# Jon, Bluetooth order doubts...



## sarastro (Sep 18, 2002)

Hi Jon,

first of all thanks for all the help you give us... I'm in Italy and I ordered directly from the official dealer of BMW Italy (one floor below the office of "Mr. Bmw Italy" ;-) but thanks to your infos it looks like I always know more than them.

Back to the question: Do you know if Bluetooth (opt 644) needs the Voice control to be present (opt. 620) or are they accepted separately, i.e. that bluetooth works also without Voice control. Knews are quite confused about it.

Another rumour on the net is that it is better to choose the nokia phone because the compatibility between the Ericsson and BMW Bluetooth is not perfect. Have you heard anything? 

On monday I added Bluetooth option (644) to my car on order (status 112) and it got confirmed, but the deler didn't know if it was necessary to add Voice control commands.... "especially considering that you already have on order the 16/9 navigation system..."

Hope you can help me.... waiting is killing me and car is planned in production for week # 45...

Sarastro


----------



## Jon Shafer (Dec 15, 2001)

I am so sorry sarastro....

We here Stateside have no "official" information
on Bluetooth as of yet...

Lots of rumors, but I don't expect to see Bluetooth 
here any time soon...



By the way, I love the International participation
that I am seeing here at The 'Fest.

I was in Milano once - in 1983...


----------



## CzTom (May 25, 2002)

From some prior posts at other boards, it seems to me that the voice control module is separate from the bluetooth phone interface. Thus, you should be able to order one without the other.


----------



## sarastro (Sep 18, 2002)

*Thanks anyway Jon!*

Thanks anyway... I guess that in this case I will be the one to review it after week 48 when delivery is expected!

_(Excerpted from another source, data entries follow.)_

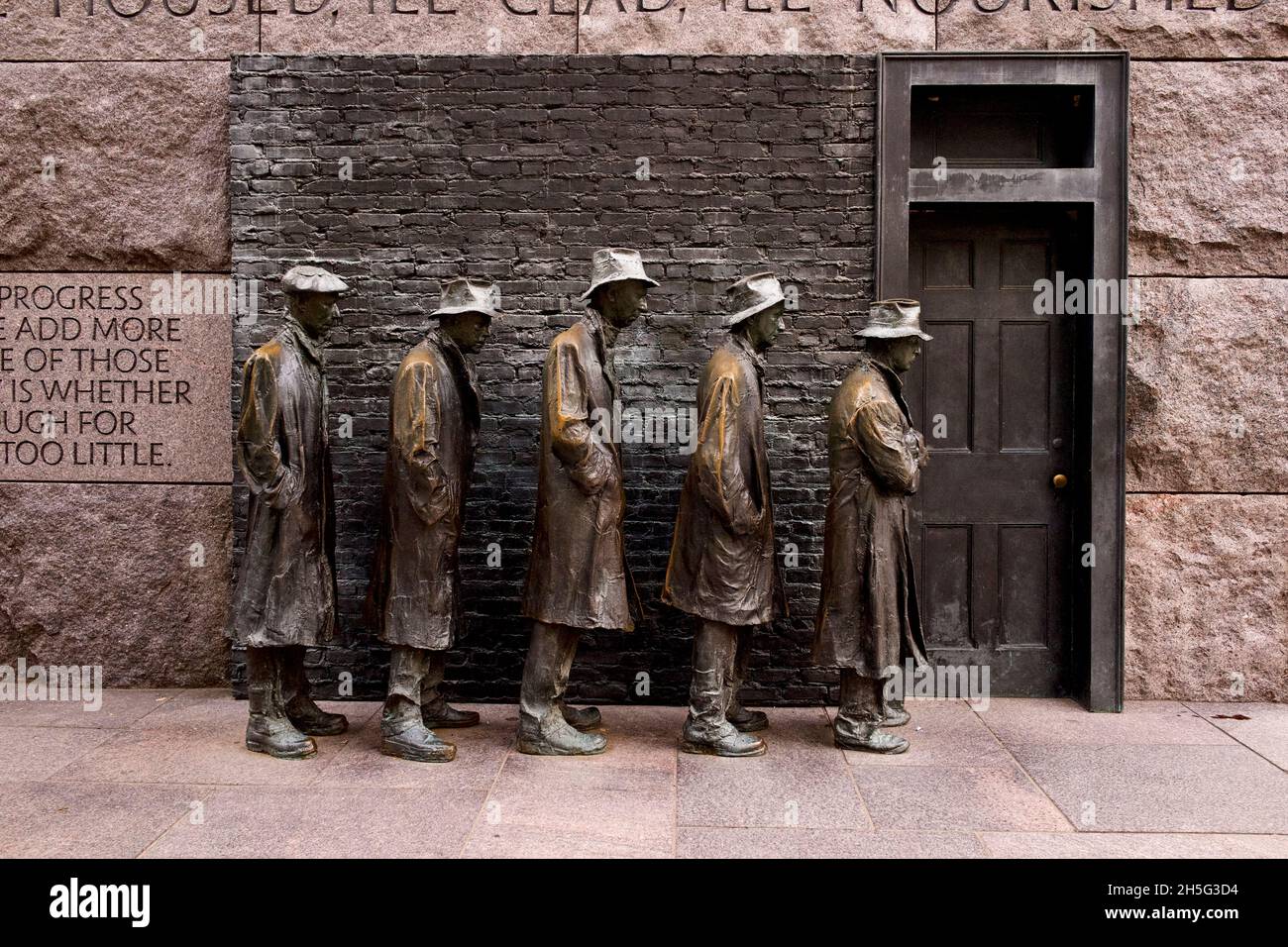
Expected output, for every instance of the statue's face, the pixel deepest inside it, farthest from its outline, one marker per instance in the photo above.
(314, 311)
(903, 352)
(764, 326)
(469, 330)
(621, 303)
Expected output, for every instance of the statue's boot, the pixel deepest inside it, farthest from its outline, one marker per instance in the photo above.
(858, 720)
(307, 715)
(746, 720)
(542, 728)
(434, 709)
(402, 728)
(269, 729)
(706, 728)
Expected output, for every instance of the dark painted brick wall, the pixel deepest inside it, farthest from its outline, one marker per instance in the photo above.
(516, 169)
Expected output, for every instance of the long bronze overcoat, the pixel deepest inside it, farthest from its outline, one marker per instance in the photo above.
(415, 592)
(722, 562)
(578, 575)
(286, 589)
(868, 618)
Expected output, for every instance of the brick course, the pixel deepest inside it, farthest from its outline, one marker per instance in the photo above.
(516, 169)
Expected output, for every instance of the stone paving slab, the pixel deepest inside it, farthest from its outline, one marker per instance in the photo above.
(166, 775)
(1160, 789)
(956, 799)
(1265, 731)
(120, 709)
(86, 819)
(1061, 722)
(262, 821)
(708, 841)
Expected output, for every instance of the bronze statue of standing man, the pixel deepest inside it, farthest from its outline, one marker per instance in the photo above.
(415, 594)
(868, 620)
(722, 569)
(286, 594)
(578, 577)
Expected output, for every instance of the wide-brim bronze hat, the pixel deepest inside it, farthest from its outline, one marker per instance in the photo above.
(464, 294)
(616, 264)
(894, 318)
(309, 278)
(752, 295)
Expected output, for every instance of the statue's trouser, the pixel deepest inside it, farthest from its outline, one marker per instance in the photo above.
(861, 703)
(715, 656)
(545, 673)
(415, 676)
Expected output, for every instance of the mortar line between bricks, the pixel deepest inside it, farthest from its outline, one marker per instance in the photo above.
(1232, 736)
(1022, 768)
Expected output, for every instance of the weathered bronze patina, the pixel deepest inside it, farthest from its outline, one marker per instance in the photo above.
(284, 596)
(868, 618)
(722, 567)
(415, 594)
(578, 575)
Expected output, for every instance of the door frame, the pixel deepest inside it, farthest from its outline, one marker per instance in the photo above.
(1096, 620)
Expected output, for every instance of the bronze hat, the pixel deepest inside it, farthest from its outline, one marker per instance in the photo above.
(614, 264)
(469, 295)
(750, 295)
(308, 278)
(894, 318)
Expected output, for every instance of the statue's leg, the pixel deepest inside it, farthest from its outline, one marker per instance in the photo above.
(402, 731)
(542, 728)
(858, 720)
(269, 729)
(706, 729)
(746, 720)
(433, 706)
(307, 715)
(580, 718)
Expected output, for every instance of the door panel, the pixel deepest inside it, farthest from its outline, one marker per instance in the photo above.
(993, 393)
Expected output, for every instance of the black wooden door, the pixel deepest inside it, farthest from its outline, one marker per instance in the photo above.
(993, 393)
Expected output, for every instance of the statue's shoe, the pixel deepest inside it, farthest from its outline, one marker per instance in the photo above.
(747, 720)
(874, 741)
(419, 745)
(732, 744)
(554, 737)
(277, 737)
(309, 718)
(445, 716)
(583, 718)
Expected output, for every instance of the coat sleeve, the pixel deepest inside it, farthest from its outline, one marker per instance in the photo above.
(416, 428)
(258, 451)
(721, 482)
(571, 436)
(877, 431)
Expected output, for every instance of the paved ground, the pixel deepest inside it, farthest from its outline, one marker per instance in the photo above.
(162, 774)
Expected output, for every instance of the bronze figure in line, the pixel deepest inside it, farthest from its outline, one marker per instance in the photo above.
(722, 569)
(286, 594)
(868, 618)
(415, 595)
(578, 575)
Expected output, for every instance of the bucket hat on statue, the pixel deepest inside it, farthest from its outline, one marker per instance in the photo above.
(894, 318)
(469, 295)
(299, 279)
(751, 295)
(616, 265)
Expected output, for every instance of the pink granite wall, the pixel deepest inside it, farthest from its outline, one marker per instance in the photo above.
(114, 161)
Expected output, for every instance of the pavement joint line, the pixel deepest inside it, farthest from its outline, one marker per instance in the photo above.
(979, 715)
(1232, 736)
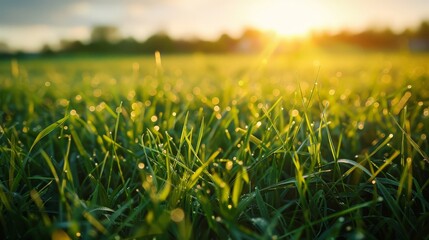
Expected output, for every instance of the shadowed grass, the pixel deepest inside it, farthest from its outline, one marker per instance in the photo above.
(204, 147)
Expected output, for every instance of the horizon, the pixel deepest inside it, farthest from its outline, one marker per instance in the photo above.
(48, 23)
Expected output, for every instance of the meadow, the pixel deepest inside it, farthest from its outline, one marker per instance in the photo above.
(263, 146)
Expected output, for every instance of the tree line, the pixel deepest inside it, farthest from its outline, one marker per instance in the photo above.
(108, 40)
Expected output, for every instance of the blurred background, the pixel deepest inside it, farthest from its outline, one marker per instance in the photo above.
(185, 26)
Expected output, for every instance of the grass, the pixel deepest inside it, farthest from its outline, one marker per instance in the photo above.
(215, 147)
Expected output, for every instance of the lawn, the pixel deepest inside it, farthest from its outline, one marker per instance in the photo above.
(258, 146)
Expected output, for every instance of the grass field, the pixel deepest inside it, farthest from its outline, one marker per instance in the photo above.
(215, 147)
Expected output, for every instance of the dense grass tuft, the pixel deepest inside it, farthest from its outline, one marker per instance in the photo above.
(215, 147)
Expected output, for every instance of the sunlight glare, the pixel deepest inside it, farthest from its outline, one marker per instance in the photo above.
(287, 19)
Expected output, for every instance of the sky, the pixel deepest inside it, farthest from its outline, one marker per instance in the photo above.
(28, 24)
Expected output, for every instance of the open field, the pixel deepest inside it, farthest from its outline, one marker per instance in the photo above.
(215, 147)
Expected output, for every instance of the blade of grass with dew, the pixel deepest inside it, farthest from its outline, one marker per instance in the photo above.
(48, 130)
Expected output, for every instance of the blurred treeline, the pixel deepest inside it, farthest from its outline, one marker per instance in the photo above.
(108, 40)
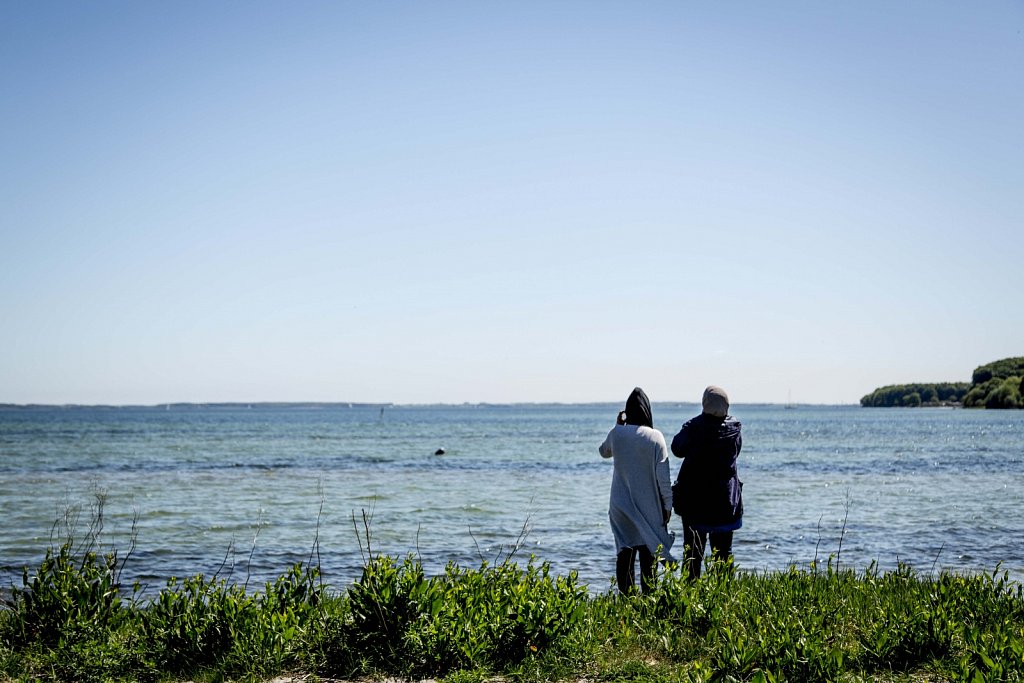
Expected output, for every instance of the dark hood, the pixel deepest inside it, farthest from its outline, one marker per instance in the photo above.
(638, 410)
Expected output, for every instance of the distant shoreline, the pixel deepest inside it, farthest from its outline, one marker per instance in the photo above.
(354, 404)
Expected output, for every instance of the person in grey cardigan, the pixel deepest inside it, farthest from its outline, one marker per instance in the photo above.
(640, 503)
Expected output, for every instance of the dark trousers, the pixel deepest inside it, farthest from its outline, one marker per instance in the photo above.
(694, 543)
(626, 573)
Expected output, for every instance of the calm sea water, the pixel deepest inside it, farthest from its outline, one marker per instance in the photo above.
(249, 492)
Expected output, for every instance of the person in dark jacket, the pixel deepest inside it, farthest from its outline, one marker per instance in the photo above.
(708, 491)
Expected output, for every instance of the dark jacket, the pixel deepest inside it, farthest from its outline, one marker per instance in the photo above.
(708, 494)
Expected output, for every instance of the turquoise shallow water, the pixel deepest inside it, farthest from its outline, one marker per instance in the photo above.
(243, 487)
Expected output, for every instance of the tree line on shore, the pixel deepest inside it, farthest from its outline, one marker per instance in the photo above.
(995, 385)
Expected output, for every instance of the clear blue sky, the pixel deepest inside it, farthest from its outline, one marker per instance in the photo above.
(506, 202)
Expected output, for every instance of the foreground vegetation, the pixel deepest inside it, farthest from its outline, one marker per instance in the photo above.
(996, 385)
(71, 620)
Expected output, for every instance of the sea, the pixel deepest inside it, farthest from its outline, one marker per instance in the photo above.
(243, 493)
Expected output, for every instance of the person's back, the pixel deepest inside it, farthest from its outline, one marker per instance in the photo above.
(708, 491)
(640, 500)
(710, 447)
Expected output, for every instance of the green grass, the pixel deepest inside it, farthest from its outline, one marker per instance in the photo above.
(72, 620)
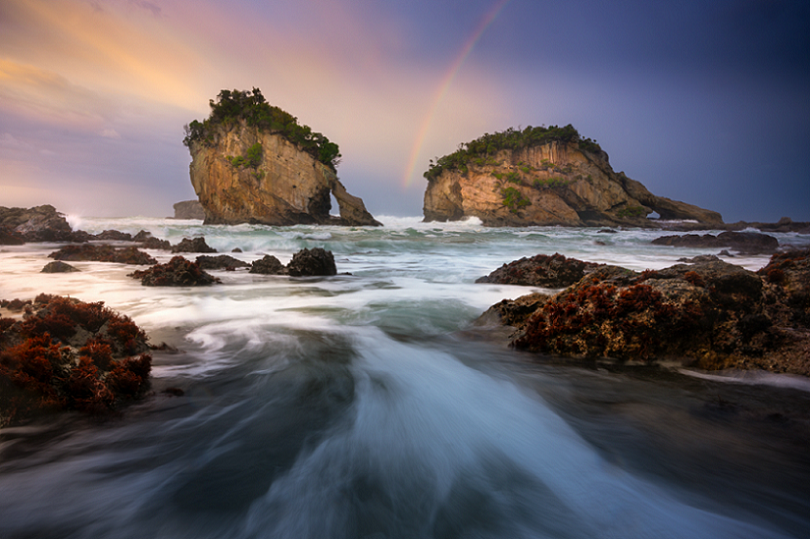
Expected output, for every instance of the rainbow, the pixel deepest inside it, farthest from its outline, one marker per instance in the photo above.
(445, 84)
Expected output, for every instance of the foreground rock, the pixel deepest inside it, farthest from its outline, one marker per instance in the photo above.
(103, 253)
(176, 272)
(37, 224)
(544, 176)
(189, 209)
(555, 271)
(253, 163)
(712, 315)
(70, 355)
(311, 263)
(225, 262)
(196, 245)
(268, 265)
(744, 242)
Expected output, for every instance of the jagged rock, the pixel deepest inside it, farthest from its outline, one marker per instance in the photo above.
(554, 183)
(244, 173)
(66, 354)
(148, 241)
(38, 224)
(189, 209)
(58, 266)
(744, 242)
(113, 235)
(176, 272)
(196, 245)
(712, 315)
(555, 271)
(220, 262)
(103, 253)
(312, 262)
(268, 265)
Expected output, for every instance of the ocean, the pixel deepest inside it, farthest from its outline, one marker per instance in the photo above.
(369, 404)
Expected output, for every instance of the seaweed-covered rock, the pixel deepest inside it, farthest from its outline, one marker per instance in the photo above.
(312, 262)
(148, 241)
(176, 272)
(744, 242)
(57, 266)
(113, 235)
(226, 262)
(711, 314)
(196, 245)
(67, 354)
(555, 271)
(268, 265)
(103, 253)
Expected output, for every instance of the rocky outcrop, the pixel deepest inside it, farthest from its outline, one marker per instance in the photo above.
(555, 183)
(37, 224)
(189, 209)
(743, 242)
(176, 272)
(242, 174)
(555, 271)
(711, 315)
(66, 354)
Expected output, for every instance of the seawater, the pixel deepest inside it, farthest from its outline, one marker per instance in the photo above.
(366, 405)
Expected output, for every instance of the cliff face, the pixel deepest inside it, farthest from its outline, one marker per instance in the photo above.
(556, 183)
(242, 174)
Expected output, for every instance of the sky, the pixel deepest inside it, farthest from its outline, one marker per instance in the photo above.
(704, 101)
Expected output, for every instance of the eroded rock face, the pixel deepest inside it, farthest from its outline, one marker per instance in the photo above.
(552, 184)
(278, 185)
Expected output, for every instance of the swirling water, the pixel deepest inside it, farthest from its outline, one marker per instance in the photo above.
(365, 405)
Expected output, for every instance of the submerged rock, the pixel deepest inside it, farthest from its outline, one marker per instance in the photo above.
(710, 314)
(176, 272)
(58, 266)
(555, 271)
(67, 354)
(312, 262)
(744, 242)
(196, 245)
(544, 176)
(103, 253)
(220, 262)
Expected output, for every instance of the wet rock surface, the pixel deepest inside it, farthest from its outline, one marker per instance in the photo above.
(555, 271)
(69, 355)
(711, 315)
(177, 272)
(102, 253)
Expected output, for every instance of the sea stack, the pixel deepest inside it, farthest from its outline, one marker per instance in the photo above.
(544, 176)
(253, 163)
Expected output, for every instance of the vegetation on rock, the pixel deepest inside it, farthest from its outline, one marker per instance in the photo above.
(251, 107)
(483, 149)
(67, 354)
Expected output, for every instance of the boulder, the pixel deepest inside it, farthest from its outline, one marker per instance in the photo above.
(196, 245)
(555, 271)
(103, 253)
(58, 266)
(268, 265)
(712, 315)
(225, 262)
(37, 224)
(69, 355)
(189, 209)
(312, 262)
(743, 242)
(544, 180)
(177, 272)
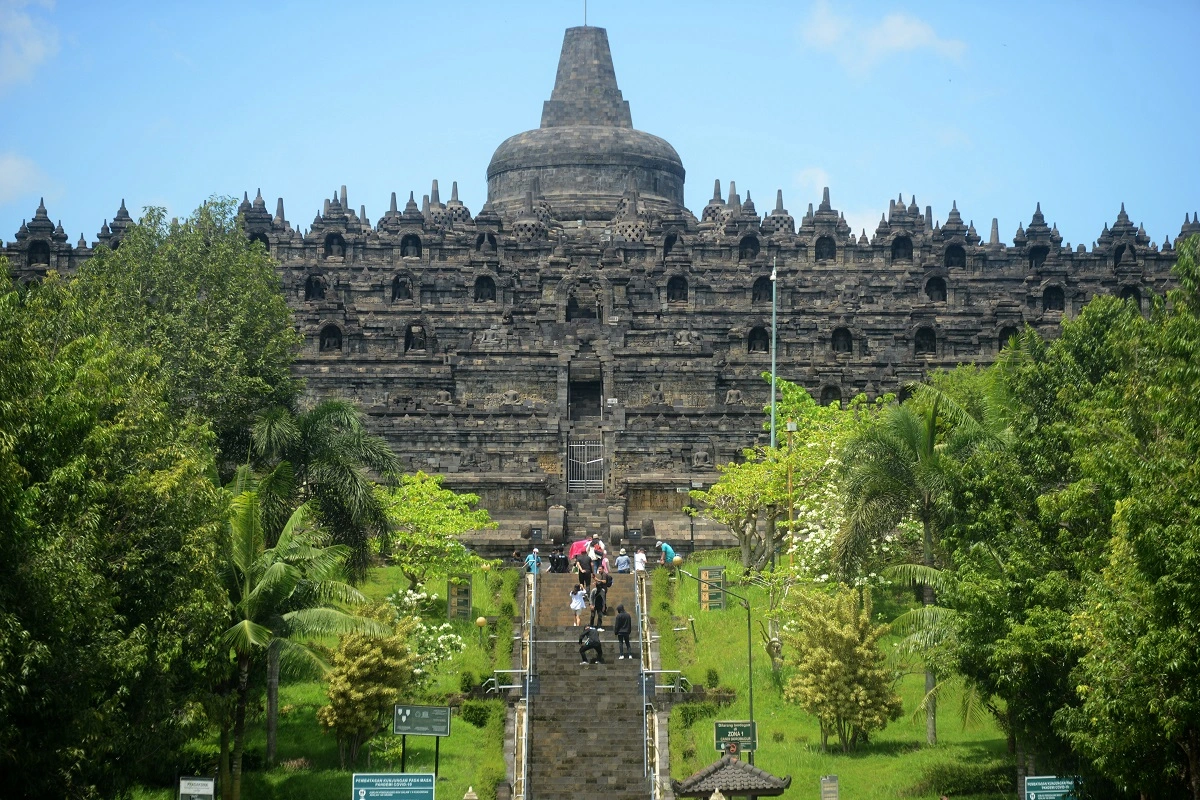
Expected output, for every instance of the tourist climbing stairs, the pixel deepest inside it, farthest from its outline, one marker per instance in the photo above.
(586, 726)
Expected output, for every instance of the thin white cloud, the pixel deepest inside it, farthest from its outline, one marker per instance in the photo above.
(811, 182)
(859, 44)
(19, 176)
(25, 41)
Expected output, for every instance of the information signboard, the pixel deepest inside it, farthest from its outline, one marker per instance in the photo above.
(1049, 787)
(712, 594)
(197, 788)
(742, 734)
(393, 786)
(459, 597)
(421, 721)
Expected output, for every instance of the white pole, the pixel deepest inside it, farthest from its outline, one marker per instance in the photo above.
(774, 283)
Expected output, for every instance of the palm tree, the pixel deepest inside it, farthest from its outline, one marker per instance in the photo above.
(275, 594)
(324, 457)
(901, 467)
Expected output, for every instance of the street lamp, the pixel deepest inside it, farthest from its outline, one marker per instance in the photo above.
(774, 286)
(791, 505)
(745, 603)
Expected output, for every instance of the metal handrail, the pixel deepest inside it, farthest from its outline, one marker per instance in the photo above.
(521, 781)
(521, 757)
(646, 668)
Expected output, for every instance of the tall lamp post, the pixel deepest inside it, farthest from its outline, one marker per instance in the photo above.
(774, 283)
(791, 505)
(745, 603)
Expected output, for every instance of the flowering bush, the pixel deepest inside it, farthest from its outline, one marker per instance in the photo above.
(431, 643)
(819, 517)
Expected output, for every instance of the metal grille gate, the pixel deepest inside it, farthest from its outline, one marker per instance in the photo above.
(585, 465)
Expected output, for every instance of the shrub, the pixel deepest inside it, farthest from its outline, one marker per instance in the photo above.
(690, 713)
(477, 713)
(723, 695)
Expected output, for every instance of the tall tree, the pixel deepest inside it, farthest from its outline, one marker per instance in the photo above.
(274, 596)
(751, 497)
(325, 457)
(425, 521)
(109, 605)
(1138, 713)
(903, 467)
(841, 675)
(208, 302)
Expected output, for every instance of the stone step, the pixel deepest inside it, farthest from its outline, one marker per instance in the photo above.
(586, 721)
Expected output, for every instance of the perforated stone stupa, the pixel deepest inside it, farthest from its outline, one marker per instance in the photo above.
(585, 349)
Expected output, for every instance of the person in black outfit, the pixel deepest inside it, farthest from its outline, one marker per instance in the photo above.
(599, 605)
(591, 641)
(558, 561)
(623, 627)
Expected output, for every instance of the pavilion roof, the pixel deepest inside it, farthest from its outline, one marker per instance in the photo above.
(731, 776)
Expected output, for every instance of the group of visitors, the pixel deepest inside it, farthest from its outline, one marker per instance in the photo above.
(589, 560)
(589, 639)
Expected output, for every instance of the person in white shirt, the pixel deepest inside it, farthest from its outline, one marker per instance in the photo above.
(640, 560)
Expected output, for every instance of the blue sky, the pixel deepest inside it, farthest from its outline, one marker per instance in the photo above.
(997, 106)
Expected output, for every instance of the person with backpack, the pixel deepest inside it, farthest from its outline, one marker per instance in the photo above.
(558, 563)
(599, 605)
(623, 563)
(583, 569)
(579, 601)
(623, 626)
(533, 561)
(589, 639)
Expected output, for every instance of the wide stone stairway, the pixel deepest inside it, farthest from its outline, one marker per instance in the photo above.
(586, 723)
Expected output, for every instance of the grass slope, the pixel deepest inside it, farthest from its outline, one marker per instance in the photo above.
(894, 763)
(307, 763)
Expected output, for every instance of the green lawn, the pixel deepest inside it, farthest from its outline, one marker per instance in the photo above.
(894, 764)
(307, 763)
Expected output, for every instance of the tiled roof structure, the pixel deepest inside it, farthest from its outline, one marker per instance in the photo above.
(731, 776)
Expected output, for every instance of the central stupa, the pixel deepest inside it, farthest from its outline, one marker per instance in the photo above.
(587, 154)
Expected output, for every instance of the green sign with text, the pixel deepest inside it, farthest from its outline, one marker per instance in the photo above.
(742, 735)
(393, 786)
(1050, 787)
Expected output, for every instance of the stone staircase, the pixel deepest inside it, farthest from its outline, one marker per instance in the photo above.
(586, 727)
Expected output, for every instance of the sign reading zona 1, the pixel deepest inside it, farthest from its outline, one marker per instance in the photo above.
(393, 786)
(421, 721)
(197, 788)
(743, 734)
(1049, 787)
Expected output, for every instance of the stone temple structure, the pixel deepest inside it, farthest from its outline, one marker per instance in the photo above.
(585, 349)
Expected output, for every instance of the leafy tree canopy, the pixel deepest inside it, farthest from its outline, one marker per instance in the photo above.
(208, 302)
(109, 605)
(425, 521)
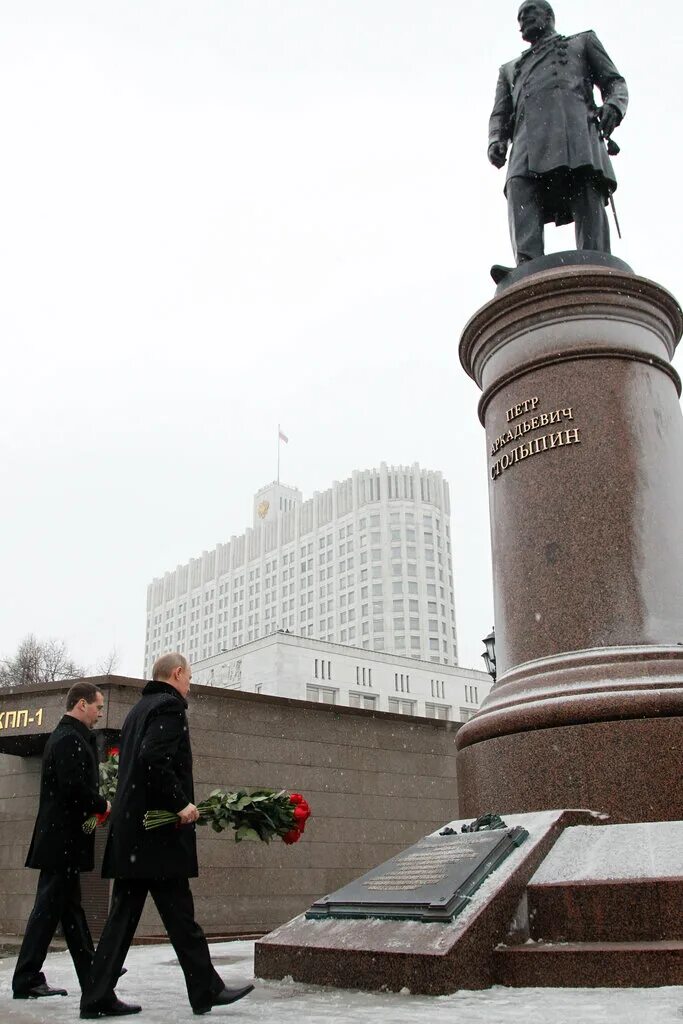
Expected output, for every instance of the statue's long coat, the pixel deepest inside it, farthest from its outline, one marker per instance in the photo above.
(545, 105)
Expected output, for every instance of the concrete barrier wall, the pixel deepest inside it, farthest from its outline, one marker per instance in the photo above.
(376, 783)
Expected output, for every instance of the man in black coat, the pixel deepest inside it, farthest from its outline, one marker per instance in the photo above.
(59, 848)
(155, 773)
(559, 169)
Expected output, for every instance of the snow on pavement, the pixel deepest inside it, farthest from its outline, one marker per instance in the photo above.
(155, 980)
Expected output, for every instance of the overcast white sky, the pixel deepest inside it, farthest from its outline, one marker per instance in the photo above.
(220, 214)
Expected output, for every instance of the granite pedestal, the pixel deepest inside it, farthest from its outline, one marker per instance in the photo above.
(585, 456)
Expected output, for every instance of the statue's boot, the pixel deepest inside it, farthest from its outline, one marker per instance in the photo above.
(498, 272)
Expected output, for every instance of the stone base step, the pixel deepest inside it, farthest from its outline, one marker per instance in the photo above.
(590, 965)
(606, 910)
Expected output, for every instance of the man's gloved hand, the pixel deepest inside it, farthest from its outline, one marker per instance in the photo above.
(498, 153)
(609, 119)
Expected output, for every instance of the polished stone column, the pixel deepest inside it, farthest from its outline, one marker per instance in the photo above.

Yes, I'm from Milan... very well located city actually... easy to get around in Europe and to take the car for a stroll on good motorways where you can push it hard and country/mountain roads where you can have.

BtW Jon and everyone else, of course feel free to contact me whenever if you need to check some infos and specs about euro models... having bought the car directly from BMW Italy makes it easy.

Sarastro

*Last month with my beloved Alfa Romeo 3.0 V6.... sigh*


----------



## Jon Shafer (Dec 15, 2001)

My pleasure sarastro!

Please keep us posted with the impending delivery of
your new BMW, and with life en Italia!


----------



## pakoenig (Feb 25, 2002)

*Voice Module*

I believe from what I've read in the UK forums that if the Bluetooth phone has voice dailing, that should work OK with the std BMW car kit.

You would want (need ?) the BMW voice option if you want voice operated NAV functions.

I'm dying to get the Bluetooth phone kit for my '02 M3. I may try and import it from Europe, although I understand that for now it's factory option only. The upgrade version is not expected until early next calendar year.


----------



## jrubens (Aug 14, 2002)

any updates on bluetooth availability in the US and the cost for bluetooth on a 3 series?

Thanks


----------



## pakoenig (Feb 25, 2002)

*Bluetooth Update (unconfirmed)*

There was a post on another board (can't remember which ..) that US Bluetooth retrofit kits would show up in Q1 2003. Cost would be about $1000 (ouch !). This is a bit steep since 3rd party bluetooth kits run about $400-$600.

Not sure if they will work on "older" cars with Motorola factory pre-wire. I have a June 02 build M3 Cab.

I've got the Sony Ericsson T68i, so I'm set for the phone. Bluetooth works great synching my calendar and contacts from Outlook into the phone.


----------



## jrubens (Aug 14, 2002)

I guess new car pricing has not been announced yet?


----------